El
debut en Hollywood del noruego Morten Tyldum es una interesante película sobre
el descubrimiento científico más importante de la década de los cuarenta y que
pudo suponer la inclinación de la balanza hacia el lado de los aliados durante
la II Guerra Mundial.
Sin
embargo, podría parecer también un vehículo destinado solamente al lucimiento
de uno de los actores más en forma del panorama actual, un Benedict Cumberbatch
que se hace dueño y señor del film y llena la pantalla en cada plano en que aparece,
que –también es cierto- son la mayoría.
Emparentado
a simple vista con su televisivo Sherlock,
Alan Turing es un personaje de inteligencia extrema, calculador y
extremadamente lógico, pero a la vez incapaz de mostrar cualquier síntoma de
empatía con su entorno. Engreído, soberbio y cruelmente sincero, el problema de
Turing no es que esté por encima de los demás, sino que es plenamente
consciente de ello. Por eso el programa secreto en el que participa junto a
otros matemáticos para desvelar las
claves de las comunicaciones encriptadas de los nazis (mediante el ingenio
denominado Enigma) parece condenado al fracaso. Pero su dedicación absoluta y
obsesiva, junto con la entrada en el proyecto de Joan Clarke (¡¡una mujer inteligente
en un mundo de hombres!! ¡qué escándalo!), que logrará sacar el lado más humano
de Turing hasta hacer que colabore con sus compañeros, propiciará que se
invente una máquina (antecedente de los ordenadores actuales) que interprete
los mensajes alemanes y permita a los aliados anticiparse a sus movimientos.
The imitation game (que es el nombre del primer estudio que publicó
Turing sobre su invento, mucho antes de entrar en el equipo secreto del
gobierno británico) es una drama basado en la historia real de este proyecto
que había permanecido oculto hasta hace un par de años y de un hombre que
realizó uno de los mayores avances científicos de la época y que, por su condición
de homosexual, no fue reconocido hasta ahora como el principal causante del
final de la guerra. Quizá el film no logra transmitir con acierto la
construcción de la máquina definitiva, llamada Christopher (quien no sea matemático, informático o ingeniero
seguramente no alcanzará a comprender como funciona exactamente el invento)
pero sí ahonda a la perfección en la psique del matemático protagonista,
empleando unos flashbacks para mostrar su infancia que, si bien al principio
parecen estorbar a la historia principal, a medida que las dos tramas avanzan
en paralelo lo sucedido en una termina influyendo en la otra, logrando un
paralelismo armónico y consecuente.
El
guion, obra del debutante Graham Moore a partir de un libro de Andrew Hodges,
roza la perfección para un relato de ficción, pero se muestra demasiado preciso
para tratarse de una historia real. Todo cuadra en su justa medida, todo se
estropea y se arregla justo cuando se tiene que estropear y arreglar, y eso
resta algo de verosimilitud a la historia que, por otro lado, se permite
invitar a la reflexión en temas como la homosexualidad o el poder de decisión
que, con el código Enigma descubierto, les permite decidir quién va a vivir y
quien va a morir en una de las guerras más horribles de la historia de la
humanidad (en cierto momento se dice, muy acertadamente, que están incluso por
encima de Dios).
Es
posible que, debido a la escasa experiencia de director y guionista para un
proyecto de cierta envergadura, falte algo de alma en la historia, pero allí
donde ellos no llegan se encuentra Cumberbatch, que si ya acostumbra a estar
excelente en personajes aparententemente tópicos (me viene a la memoria su Khan
de Star Trek: En la oscuridad y ardo
en deseos en verlo interpretar al Doctor
Extraño en el Universo Marvel) raya la perfección con interpretaciones más
complejas como su versión de Julian Assange o el esclavista Ford de 12 años de esclavitud.
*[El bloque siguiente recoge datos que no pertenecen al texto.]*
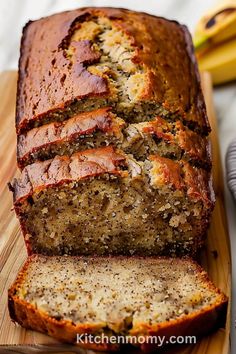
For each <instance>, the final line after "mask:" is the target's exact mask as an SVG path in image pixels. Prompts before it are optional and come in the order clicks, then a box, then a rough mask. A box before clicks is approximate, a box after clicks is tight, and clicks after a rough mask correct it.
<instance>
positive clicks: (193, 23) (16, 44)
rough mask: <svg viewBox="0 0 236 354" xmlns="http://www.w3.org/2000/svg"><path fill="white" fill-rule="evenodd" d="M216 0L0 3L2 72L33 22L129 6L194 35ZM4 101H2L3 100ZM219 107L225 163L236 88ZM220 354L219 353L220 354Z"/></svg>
mask: <svg viewBox="0 0 236 354" xmlns="http://www.w3.org/2000/svg"><path fill="white" fill-rule="evenodd" d="M215 2H216V0H159V1H158V0H127V1H122V0H113V1H112V0H110V1H108V0H107V1H105V0H94V1H86V0H0V71H2V70H8V69H16V68H17V62H18V56H19V44H20V37H21V30H22V27H23V25H24V24H25V23H26V22H27V21H28V20H29V19H37V18H39V17H42V16H46V15H49V14H52V13H54V12H59V11H63V10H68V9H73V8H76V7H83V6H115V7H126V8H130V9H133V10H137V11H146V12H150V13H152V14H156V15H160V16H165V17H168V18H170V19H176V20H178V21H179V22H181V23H184V24H186V25H187V26H188V27H189V29H190V31H191V32H193V30H194V26H195V24H196V22H197V21H198V19H199V18H200V17H201V16H202V15H203V14H204V13H205V12H206V11H207V9H208V8H210V7H211V6H212V5H214V4H215ZM0 100H1V98H0ZM214 100H215V107H216V112H217V117H218V122H219V138H220V146H221V154H222V161H223V164H224V165H225V153H226V150H227V147H228V145H229V143H230V141H231V140H232V139H233V138H236V85H235V83H234V84H229V85H225V86H223V87H220V88H217V89H215V90H214ZM225 191H226V203H227V214H228V221H229V229H230V235H231V246H232V260H233V270H234V269H236V268H235V265H236V261H234V255H235V254H236V207H235V203H234V202H233V200H232V199H231V195H230V193H229V192H228V189H227V186H226V187H225ZM235 284H236V272H233V299H234V303H235V302H236V291H235V290H236V289H235ZM235 314H236V311H235V304H234V305H233V314H232V315H233V318H232V342H233V347H232V353H236V333H235V329H234V320H235ZM216 354H218V353H216Z"/></svg>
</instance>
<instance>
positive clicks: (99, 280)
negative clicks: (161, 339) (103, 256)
mask: <svg viewBox="0 0 236 354" xmlns="http://www.w3.org/2000/svg"><path fill="white" fill-rule="evenodd" d="M226 303H227V298H226V297H225V296H224V294H223V293H221V292H220V291H219V290H218V289H217V288H215V287H214V285H213V284H212V283H211V282H210V281H209V279H208V277H207V275H206V272H205V271H204V270H203V269H201V268H200V267H199V266H198V265H197V264H196V263H194V262H193V261H190V260H187V259H182V260H181V259H168V258H135V257H131V258H125V257H115V258H113V257H111V258H99V257H95V258H92V257H68V256H67V257H65V256H64V257H45V256H33V257H31V258H29V259H28V261H27V263H26V265H25V266H24V268H23V270H22V271H21V272H20V273H19V275H18V278H17V280H16V282H15V283H14V284H13V285H12V287H11V289H10V290H9V309H10V313H11V316H12V318H13V320H15V321H17V322H18V323H20V324H21V325H23V326H24V327H26V328H31V329H36V330H40V331H42V332H46V333H49V334H50V335H52V336H53V337H55V338H58V339H60V340H62V341H65V342H75V341H76V333H79V334H85V333H91V334H93V335H101V334H102V333H105V334H107V335H111V334H113V335H119V334H121V335H134V336H140V335H144V336H145V335H148V334H152V335H158V334H159V333H161V334H163V335H164V334H165V335H166V336H168V335H170V334H171V333H172V331H173V330H174V329H175V330H176V331H177V333H178V331H180V333H181V334H182V335H184V334H187V333H188V334H193V333H194V334H202V333H201V332H202V330H203V331H210V330H211V329H212V328H214V326H216V325H219V323H218V322H219V320H220V319H222V318H221V316H222V313H223V309H224V308H225V306H226ZM206 320H207V321H208V322H207V326H206V325H205V324H204V323H205V322H206ZM180 324H181V327H180V326H179V325H180ZM221 324H222V323H221ZM196 325H199V327H198V328H194V326H196ZM180 328H181V329H180ZM191 330H193V331H194V332H193V333H192V332H191Z"/></svg>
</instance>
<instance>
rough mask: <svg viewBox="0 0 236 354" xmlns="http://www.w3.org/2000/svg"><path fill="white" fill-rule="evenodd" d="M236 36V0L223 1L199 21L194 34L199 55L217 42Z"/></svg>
mask: <svg viewBox="0 0 236 354" xmlns="http://www.w3.org/2000/svg"><path fill="white" fill-rule="evenodd" d="M232 37H235V38H236V0H228V1H224V2H221V3H220V4H218V5H217V6H215V7H214V8H213V9H211V10H209V12H208V13H207V14H206V15H205V16H204V17H203V18H202V19H201V20H200V21H199V23H198V25H197V27H196V31H195V34H194V46H195V50H196V52H197V53H198V55H201V54H204V52H205V50H206V49H208V48H209V49H210V48H211V47H212V46H214V45H215V44H218V43H220V42H223V41H225V40H228V39H231V38H232Z"/></svg>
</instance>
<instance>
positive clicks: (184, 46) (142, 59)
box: [16, 8, 210, 135]
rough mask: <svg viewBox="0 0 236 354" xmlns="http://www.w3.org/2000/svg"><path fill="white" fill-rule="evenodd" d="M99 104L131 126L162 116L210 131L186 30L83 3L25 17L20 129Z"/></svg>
mask: <svg viewBox="0 0 236 354" xmlns="http://www.w3.org/2000/svg"><path fill="white" fill-rule="evenodd" d="M48 33H50V36H48ZM103 106H112V107H113V108H114V111H115V112H116V113H117V114H118V115H119V116H120V117H121V118H122V119H124V120H127V121H129V122H132V123H133V122H142V121H143V120H145V121H146V120H150V119H153V118H154V117H155V116H156V115H158V114H159V115H161V116H163V117H165V119H167V120H171V121H173V120H176V119H178V120H179V119H180V120H182V121H183V122H184V124H187V125H188V126H190V127H191V128H193V129H196V130H198V131H199V132H201V134H204V135H207V134H208V132H209V130H210V128H209V124H208V121H207V116H206V109H205V104H204V99H203V96H202V91H201V87H200V81H199V74H198V69H197V66H196V60H195V57H194V52H193V45H192V40H191V36H190V34H189V32H188V30H187V28H186V27H185V26H182V25H180V24H178V23H177V22H175V21H169V20H166V19H164V18H160V17H155V16H151V15H148V14H144V13H138V12H134V11H129V10H124V9H112V8H83V9H78V10H73V11H69V12H64V13H60V14H56V15H53V16H49V17H46V18H42V19H40V20H37V21H34V22H29V23H28V24H27V25H26V27H25V28H24V31H23V37H22V44H21V56H20V63H19V80H18V91H17V109H16V127H17V132H18V133H22V132H25V131H28V130H30V129H32V128H34V127H37V126H40V125H43V124H45V123H50V122H54V121H63V120H65V119H68V118H69V117H71V116H73V115H75V114H77V113H79V112H84V111H90V110H92V109H96V108H100V107H103Z"/></svg>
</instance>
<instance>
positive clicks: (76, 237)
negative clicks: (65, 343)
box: [12, 8, 214, 256]
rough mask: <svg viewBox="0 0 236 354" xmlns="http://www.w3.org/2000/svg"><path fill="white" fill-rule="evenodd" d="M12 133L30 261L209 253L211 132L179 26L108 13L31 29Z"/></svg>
mask: <svg viewBox="0 0 236 354" xmlns="http://www.w3.org/2000/svg"><path fill="white" fill-rule="evenodd" d="M48 33H50V36H48V35H47V34H48ZM16 130H17V135H18V137H17V140H18V141H17V159H18V165H19V167H20V169H21V170H22V174H21V177H20V178H18V179H17V180H15V181H14V182H13V185H12V190H13V194H14V207H15V211H16V214H17V216H18V217H19V220H20V224H21V228H22V231H23V234H24V237H25V240H26V244H27V247H28V252H29V254H31V253H42V254H45V255H63V254H69V255H83V254H84V255H93V254H98V255H108V254H112V255H118V254H121V255H133V254H136V255H155V256H158V255H173V256H174V255H185V254H186V255H194V256H195V255H196V254H197V252H198V250H199V249H200V248H201V247H202V246H203V245H204V240H205V236H206V230H207V227H208V225H209V220H210V216H211V212H212V209H213V206H214V192H213V188H212V180H211V154H210V146H209V140H208V133H209V130H210V128H209V124H208V120H207V116H206V109H205V103H204V99H203V95H202V91H201V87H200V81H199V73H198V68H197V66H196V60H195V57H194V52H193V46H192V41H191V37H190V34H189V32H188V30H187V28H186V27H185V26H182V25H180V24H178V23H177V22H175V21H169V20H166V19H164V18H160V17H156V16H152V15H148V14H144V13H138V12H134V11H129V10H122V9H111V8H84V9H78V10H73V11H69V12H65V13H60V14H56V15H53V16H49V17H46V18H43V19H40V20H37V21H34V22H30V23H29V24H28V25H27V26H26V27H25V29H24V31H23V37H22V45H21V57H20V63H19V80H18V91H17V109H16Z"/></svg>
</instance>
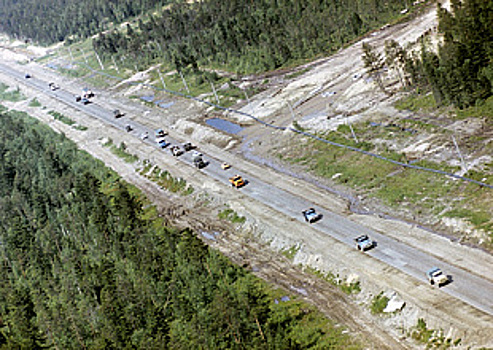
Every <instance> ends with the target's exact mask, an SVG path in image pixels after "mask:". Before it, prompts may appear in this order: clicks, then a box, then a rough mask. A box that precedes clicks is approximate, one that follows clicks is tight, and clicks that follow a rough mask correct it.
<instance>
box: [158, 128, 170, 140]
mask: <svg viewBox="0 0 493 350" xmlns="http://www.w3.org/2000/svg"><path fill="white" fill-rule="evenodd" d="M166 135H168V133H167V132H166V131H164V130H163V129H157V130H156V139H157V138H160V137H165V136H166Z"/></svg>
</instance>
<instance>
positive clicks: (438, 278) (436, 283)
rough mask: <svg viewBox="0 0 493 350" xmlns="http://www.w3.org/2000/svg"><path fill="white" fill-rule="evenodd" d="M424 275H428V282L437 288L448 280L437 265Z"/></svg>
mask: <svg viewBox="0 0 493 350" xmlns="http://www.w3.org/2000/svg"><path fill="white" fill-rule="evenodd" d="M426 276H427V277H428V281H429V282H430V284H431V285H432V286H433V285H436V286H437V287H438V288H440V287H441V286H443V285H445V284H447V283H448V282H449V278H448V276H447V275H445V274H444V273H443V272H442V270H441V269H439V268H438V267H434V268H432V269H430V270H429V271H428V272H426Z"/></svg>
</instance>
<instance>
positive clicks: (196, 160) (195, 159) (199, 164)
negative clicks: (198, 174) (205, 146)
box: [193, 156, 207, 169]
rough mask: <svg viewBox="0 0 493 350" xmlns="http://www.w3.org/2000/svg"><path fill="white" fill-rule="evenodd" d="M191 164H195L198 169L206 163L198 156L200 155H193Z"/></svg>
mask: <svg viewBox="0 0 493 350" xmlns="http://www.w3.org/2000/svg"><path fill="white" fill-rule="evenodd" d="M193 165H195V167H196V168H198V169H202V168H203V167H205V166H206V165H207V163H206V162H205V161H204V159H202V157H201V156H200V157H195V158H194V159H193Z"/></svg>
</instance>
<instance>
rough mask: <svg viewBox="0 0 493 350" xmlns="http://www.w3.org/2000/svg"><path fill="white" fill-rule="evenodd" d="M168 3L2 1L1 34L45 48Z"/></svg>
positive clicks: (165, 1) (140, 14)
mask: <svg viewBox="0 0 493 350" xmlns="http://www.w3.org/2000/svg"><path fill="white" fill-rule="evenodd" d="M168 2H169V1H168V0H43V1H37V0H2V1H0V18H1V19H2V21H0V31H2V32H5V33H7V34H9V35H10V36H12V37H15V38H18V39H23V40H32V41H34V42H36V43H39V44H43V45H50V44H55V43H58V42H61V41H64V40H67V41H74V40H81V39H85V38H88V37H90V36H91V35H94V34H96V33H99V32H101V31H104V30H107V29H108V28H109V27H110V26H111V25H112V24H115V23H116V24H118V23H122V22H124V21H126V20H127V19H129V18H132V17H135V16H138V15H142V14H144V13H147V11H149V10H154V9H156V8H160V7H162V6H164V5H166V4H167V3H168Z"/></svg>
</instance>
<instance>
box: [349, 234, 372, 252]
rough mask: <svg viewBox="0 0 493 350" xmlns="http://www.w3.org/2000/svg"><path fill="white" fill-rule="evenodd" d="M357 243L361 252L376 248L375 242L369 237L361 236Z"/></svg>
mask: <svg viewBox="0 0 493 350" xmlns="http://www.w3.org/2000/svg"><path fill="white" fill-rule="evenodd" d="M354 240H355V241H356V248H357V249H358V250H361V251H363V252H364V251H365V250H368V249H371V248H373V247H374V246H375V242H374V241H372V240H371V239H370V237H368V236H367V235H361V236H358V237H356V238H355V239H354Z"/></svg>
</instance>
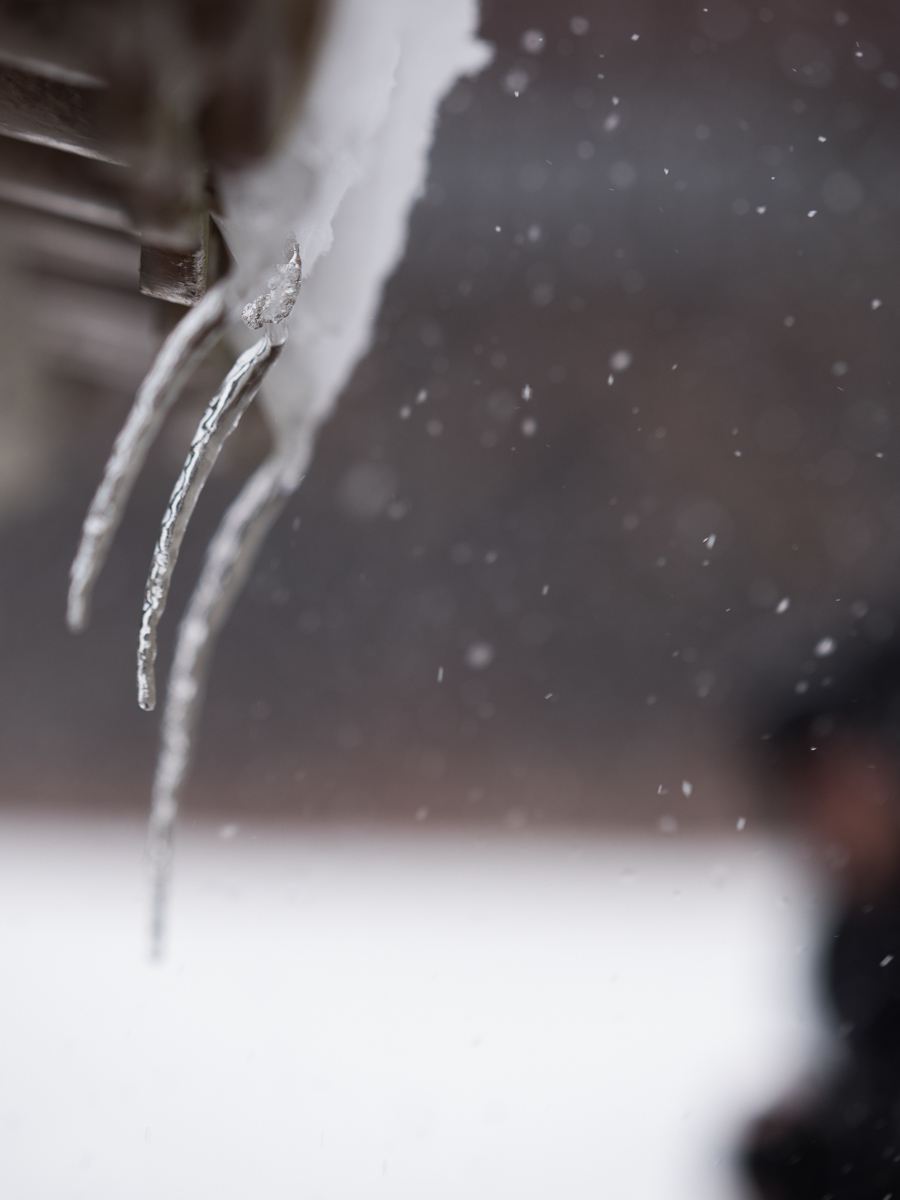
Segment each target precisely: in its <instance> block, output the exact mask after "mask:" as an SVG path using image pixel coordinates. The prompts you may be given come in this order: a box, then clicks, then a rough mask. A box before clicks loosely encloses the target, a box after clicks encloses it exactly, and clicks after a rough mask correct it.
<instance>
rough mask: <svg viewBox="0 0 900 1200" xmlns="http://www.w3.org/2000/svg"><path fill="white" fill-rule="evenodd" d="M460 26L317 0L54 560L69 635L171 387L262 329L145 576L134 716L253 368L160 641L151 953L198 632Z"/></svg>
mask: <svg viewBox="0 0 900 1200" xmlns="http://www.w3.org/2000/svg"><path fill="white" fill-rule="evenodd" d="M476 24H478V0H331V2H330V4H329V7H328V13H326V20H325V28H324V30H323V34H322V40H320V44H319V49H318V55H317V60H316V64H314V68H313V71H312V74H311V79H310V83H308V86H307V89H306V94H305V95H304V97H302V101H301V103H300V107H299V112H298V118H296V121H295V122H294V126H293V128H292V130H290V132H289V134H288V136H287V138H286V139H284V142H283V144H282V145H281V148H280V149H278V151H277V152H276V155H275V156H274V157H271V158H270V160H269V161H268V162H266V163H265V166H264V167H262V168H256V169H253V170H248V172H244V173H241V174H234V175H232V176H226V178H224V179H221V180H220V190H221V197H222V206H223V212H224V216H223V218H222V221H221V227H222V232H223V234H224V236H226V240H227V242H228V246H229V250H230V252H232V256H233V259H234V263H235V268H234V271H233V274H232V276H230V277H229V278H227V280H224V281H222V283H221V284H217V286H216V287H215V288H214V289H212V290H210V292H209V293H208V294H206V296H204V299H203V300H202V301H200V302H199V304H198V305H197V306H196V307H194V308H193V310H192V311H191V312H190V313H188V314H187V316H186V317H185V318H184V320H182V322H181V323H180V324H179V325H178V326H176V329H175V330H174V331H173V334H172V335H170V336H169V338H168V341H167V342H166V344H164V346H163V348H162V350H161V353H160V355H158V358H157V360H156V362H155V365H154V367H152V368H151V371H150V373H149V374H148V377H146V379H145V380H144V383H143V384H142V388H140V389H139V391H138V395H137V398H136V401H134V406H133V408H132V412H131V414H130V416H128V419H127V421H126V425H125V427H124V428H122V432H121V433H120V436H119V438H118V439H116V443H115V446H114V449H113V454H112V457H110V460H109V463H108V464H107V469H106V473H104V478H103V481H102V482H101V486H100V488H98V491H97V494H96V497H95V499H94V503H92V504H91V508H90V510H89V514H88V517H86V520H85V524H84V530H83V536H82V545H80V547H79V551H78V554H77V557H76V560H74V563H73V566H72V584H71V590H70V605H68V622H70V625H71V626H72V628H73V629H82V628H84V625H85V624H86V620H88V614H89V607H90V594H91V589H92V587H94V583H95V582H96V578H97V576H98V574H100V571H101V569H102V565H103V560H104V558H106V554H107V553H108V550H109V546H110V542H112V540H113V536H114V534H115V530H116V528H118V524H119V522H120V520H121V514H122V509H124V505H125V503H126V502H127V498H128V493H130V491H131V487H132V485H133V482H134V479H136V478H137V474H138V472H139V470H140V467H142V464H143V462H144V458H145V456H146V452H148V450H149V446H150V444H151V442H152V439H154V437H155V436H156V433H157V432H158V430H160V426H161V424H162V420H163V418H164V415H166V413H167V410H168V409H169V408H170V406H172V404H173V403H174V402H175V400H176V398H178V394H179V391H180V389H181V388H182V386H184V384H185V382H186V380H187V378H188V377H190V374H191V372H192V371H193V370H194V367H196V366H197V365H198V362H199V361H200V359H202V358H203V355H204V354H205V353H206V352H208V349H209V348H210V346H211V344H212V342H215V341H216V338H217V337H220V336H221V335H222V334H223V332H224V331H226V330H227V329H229V328H230V329H232V332H233V334H235V326H238V328H240V326H239V325H238V323H239V320H240V318H241V316H244V320H245V323H246V324H247V325H250V326H251V328H253V329H260V328H262V329H264V330H265V332H264V336H263V338H262V340H260V341H258V342H257V343H256V346H253V347H251V348H250V349H248V350H247V352H246V353H245V354H244V355H241V358H239V360H238V362H236V364H235V366H234V367H233V368H232V371H230V373H229V376H228V377H227V379H226V382H224V383H223V385H222V388H221V389H220V391H218V394H217V396H216V397H215V398H214V401H212V402H211V404H210V408H209V409H208V410H206V413H205V414H204V418H203V420H202V421H200V425H199V427H198V431H197V434H196V436H194V438H193V440H192V444H191V450H190V452H188V457H187V461H186V463H185V467H184V469H182V473H181V476H180V478H179V481H178V484H176V485H175V488H174V491H173V494H172V499H170V502H169V506H168V509H167V511H166V516H164V517H163V523H162V529H161V534H160V540H158V544H157V547H156V553H155V554H154V560H152V566H151V571H150V577H149V580H148V590H146V598H145V606H144V622H143V625H142V632H140V646H139V667H138V680H139V692H140V702H142V704H143V707H145V708H152V707H154V702H155V686H154V678H152V664H154V658H155V629H156V624H157V622H158V619H160V617H161V616H162V610H163V608H164V604H166V595H167V590H168V582H169V578H170V575H172V571H173V570H174V565H175V559H176V557H178V550H179V546H180V540H181V536H182V534H184V529H185V527H186V524H187V521H188V520H190V516H191V512H192V510H193V505H194V504H196V500H197V497H198V496H199V491H200V490H202V487H203V484H204V482H205V479H206V475H208V474H209V470H210V468H211V466H212V462H214V461H215V456H216V455H217V452H218V449H220V448H221V444H222V442H223V440H224V438H226V437H227V436H228V433H229V432H230V431H232V430H233V428H234V427H235V426H236V424H238V420H239V419H240V415H241V413H242V412H244V409H245V408H246V406H247V404H248V403H250V402H251V400H252V398H253V395H254V394H256V391H257V389H259V385H260V383H262V377H263V374H264V373H265V371H266V370H268V368H269V367H271V368H272V370H271V372H270V373H269V374H268V377H266V379H265V385H264V388H263V390H262V392H260V400H262V404H263V410H264V414H265V418H266V421H268V424H269V427H270V430H271V437H272V449H271V452H270V454H269V456H268V457H266V460H265V461H264V462H263V463H262V466H260V467H259V468H258V469H257V470H256V472H254V473H253V475H252V476H251V478H250V479H248V480H247V482H246V485H245V486H244V488H242V490H241V492H240V493H239V496H238V497H236V499H235V500H234V502H233V503H232V505H230V508H229V509H228V510H227V512H226V515H224V517H223V518H222V523H221V524H220V527H218V529H217V532H216V534H215V535H214V538H212V540H211V542H210V545H209V547H208V550H206V557H205V560H204V565H203V569H202V572H200V578H199V582H198V584H197V587H196V589H194V593H193V595H192V598H191V600H190V604H188V607H187V611H186V613H185V616H184V617H182V620H181V624H180V626H179V632H178V640H176V647H175V655H174V661H173V666H172V672H170V677H169V682H168V690H167V697H166V706H164V710H163V716H162V731H161V746H160V756H158V762H157V768H156V775H155V779H154V791H152V805H151V816H150V833H149V857H150V863H151V870H152V876H154V884H152V886H154V901H152V931H151V935H152V947H154V952H155V953H158V952H160V947H161V938H162V934H163V918H164V907H166V893H167V881H168V872H169V864H170V858H172V838H173V830H174V821H175V816H176V814H178V808H179V799H180V793H181V790H182V787H184V782H185V779H186V775H187V772H188V768H190V763H191V757H192V749H193V743H194V737H196V730H197V722H198V718H199V712H200V707H202V703H203V694H204V684H205V674H206V667H208V664H209V659H210V654H211V650H212V647H214V643H215V640H216V635H217V634H218V631H220V629H221V628H222V625H223V623H224V622H226V619H227V617H228V613H229V611H230V608H232V605H233V602H234V600H235V598H236V595H238V593H239V590H240V588H241V586H242V583H244V581H245V580H246V576H247V572H248V571H250V568H251V565H252V563H253V559H254V557H256V553H257V551H258V548H259V546H260V544H262V542H263V540H264V538H265V535H266V534H268V532H269V529H270V527H271V524H272V522H274V521H275V518H276V517H277V515H278V512H280V511H281V509H282V506H283V504H284V502H286V500H287V498H288V497H289V496H290V493H292V492H293V491H294V490H295V488H296V487H298V485H299V484H300V481H301V479H302V476H304V473H305V472H306V469H307V466H308V462H310V457H311V455H312V449H313V442H314V437H316V432H317V430H318V427H319V425H320V424H322V421H323V420H324V418H325V416H326V415H328V414H329V412H330V410H331V408H332V406H334V404H335V401H336V398H337V396H338V394H340V391H341V389H342V388H343V386H344V384H346V383H347V380H348V378H349V374H350V372H352V371H353V368H354V366H355V364H356V362H358V361H359V359H360V356H361V355H362V354H364V353H365V352H366V349H367V348H368V344H370V341H371V336H372V329H373V323H374V318H376V314H377V310H378V305H379V300H380V294H382V288H383V284H384V282H385V280H386V277H388V276H389V274H390V272H391V271H392V269H394V268H395V265H396V263H397V262H398V259H400V257H401V254H402V251H403V246H404V241H406V230H407V221H408V216H409V210H410V208H412V205H413V203H414V200H415V199H416V197H418V196H419V194H420V192H421V188H422V186H424V182H425V175H426V169H427V155H428V149H430V145H431V140H432V134H433V127H434V120H436V112H437V106H438V103H439V102H440V100H442V97H443V96H444V95H445V92H446V91H448V90H449V89H450V86H451V85H452V84H454V82H455V80H456V79H457V78H458V77H460V76H461V74H470V73H474V72H476V71H479V70H480V68H481V67H484V66H485V65H486V62H487V61H488V59H490V49H488V47H487V46H486V44H485V43H484V42H480V41H479V40H478V38H476V36H475V30H476ZM286 242H287V244H288V245H289V246H290V253H289V256H284V252H283V247H284V245H286ZM286 257H287V260H286ZM301 264H302V266H301ZM272 268H275V269H276V270H275V275H272V274H271V272H272ZM301 272H302V288H300V275H301ZM266 280H268V284H266V283H265V281H266ZM260 292H262V295H257V294H258V293H260ZM254 296H256V299H254ZM292 308H293V312H292ZM288 328H289V335H290V336H289V337H287V330H288ZM246 332H247V331H246V329H245V330H244V336H246ZM236 336H238V337H239V338H240V335H236ZM276 359H277V360H278V361H277V365H275V360H276Z"/></svg>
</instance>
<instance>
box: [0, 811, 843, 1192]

Aquí está
magistral, con unos matices que, como dije al principio, puede recordar mucho a
su Sherlock pero al que dota de una
humanidad y unas debilidades ocultas bajo su fachada de perfección que logra
que veamos las diferencias en el personaje de ficción que es el detective de
Baker Street y el personaje real que fue Alan Turing. Tanto es así que logra,
incluso, minimizar la aparición de secundarios de renombre como la cada vez más
excelente Keira Knightley, el enigmático Matthew Goode o las presencias siempre
efectivas de Mark Strong o Charles Dance.
En
definitiva, una interesante escenificación de un hecho que cambió la historia,
una reflexión sobre el poder de decisión y la represión social de la época y
una interpretación genial que debía llevar a Cumberbatch camino del Oscar.